Store at room temperature until use.
4. Sample buffer
Dilute samples at least 1:4 with sample buffer, heat at 95 C for 4 minutes prior to loading.

Sample Buffer (8 ml)
Distilled water
4.0 ml
0.5 M Tris-HCl
1.0 ml
Glycerol
0.8 ml
10% SDS
1.6 ml
beta-mercaptoethanol
0.4 ml
0.05% (w/v)
bromophenol blue
0.2 ml

 
Western Blot

1) Run protein gel. 

Set up blot:

2)
Prepare two tupperware containers, one with dH2O and one with 1/2X Transfer Buffer (TB).
3) Remove one glass plate from the gel by twisting a spacer between the plates. To remove the other plate, place the gel in the TB container and gently scrap off with a flat scoopula. Let the gel soak for about 5 mins.
4) To make the blotting sandwich, begin by putting the blotting apparatus in the TB container with the black side down. Then put on a pad and one piece of paper (make sure both are completely wet in the TB). Next the gel goes on.
5) Use the tweezers to grab the nitrocellulose membrane and dunk it in the dH2O container, make sure the entire membrane is wet, and then move it to the TB. When it is completely soaked with TB, move it onto the sandwich next.
6) To complete the sandwich, one more piece of paper goes on and then the last pad, again making sure both are thoroughly soaked in TB.
7) Roll a 15ml tube up and down and side to side over the completed sandwich to remove any bubbles. Close the blotting apparatus securely.
8) Put a small stir bar in the gel box underneath the black and red sleeve. Then put the ice pack in next to the sleeve.
9) Put the blotting sandwich into the black and red sleeve with the black part of the sandwich facing the black part of the sleeve.

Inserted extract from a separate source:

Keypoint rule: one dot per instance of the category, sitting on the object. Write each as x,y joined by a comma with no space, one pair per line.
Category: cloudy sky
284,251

Then fill the gel box up to the top of the red half of the sleeve with TB.
10) Run the blot on manual and constant V at 100V for about 1 hour.

Staining the blot:

11)
Dump out the TB, and remove the sandwich.
12) Use tweezers to put membrane into a small tupperware top and cover with ponso (red stuff). Leave on the orbital shaker or rocker for about 15 mins.
13) Rinse with water until markings appear. Use a pencil to mark the ladder, and distinguish the 50kDa marker somehow. Cut the top right-handcorner so that "up" is easily recognizable.
14) Wash with block 10-15 mins. on the rocker.
15) Transfer to the smallest container possible.

Binding the antibody

16)
Add diluted primary antibody.
17) Incubate primary antibody overnight at 4 C.
18) Wash 3 times for 15 mins. each with 1XTBST on a rocker.
19) Dilute out secondary antibody 1: 5,000 (1µl in 5ml).
20) Dump off third wash and put in secondary antibody mix. Incubate 1 hr. on a rocker.
21) Wash 3 times for 15mins. each with 1XTBST on a rocker.

Developing the blot:

22)
Materials needed: Two pieces of saran-wrap, detection reagent 1 and 2 (bottles at 4 C with a big ECL on the label, one with a white top and one with a black top), film cassette, scissors, tweezers and film.
23) Mix 2ml of 1 and 2ml of 2 in a 15ml tube (BE SURE TO CHANGE PIPETS IN BETWEEN REAGENTS).
24) Use tweezers to move membrane on to a piece of saranwrap and drip the reagent mix all over the membrane. Let stand for 1min.
25) Drip off excess mix, and transfer the membrane to a clean piece of saranwrap upside down. Wrap the membrane up in the saranwrap and place it into the film cassette right-side up.
26) Bring the cassette, film and scissors in a darkroom with a developer. When in the darkroom, cut a piece of film to fit the cassette.
27) Burn the film for 1min, bend the top right hand corner down and back again to distinguish the correct orientation.
28) Slide the film through the developer to develop.
WESTERN BLOT:

Solutions:

a) 1.5 M Tris-HCl pH 8.8
Dissolve 54.5 g Tris base in 200 ml of distilled water.
Adjust pH to 8.8 using concentrated HCl. Make up total volume to 300 ml with distilled water. Store at 2-8 C.

b) 0.5 M Tris-HCl pH 6.8
Dissolve 12.1 g of Tris base in 150 ml of distilled water. Adjust pH to 6.8 using concentrated HCl Make up total volume to 200 ml with distilled water. Store at 2-8 C

c) 10% (w/v) Sodium dodecyl sulfate (SDS)
Dissolve 5 g of SDS in 50 ml of distilled water. Mix until dissolved. Store at room temperature.

d) 10% Bromphenol blue
Dissolve .1 g in 1 ml of distilled water. Store at room temperature.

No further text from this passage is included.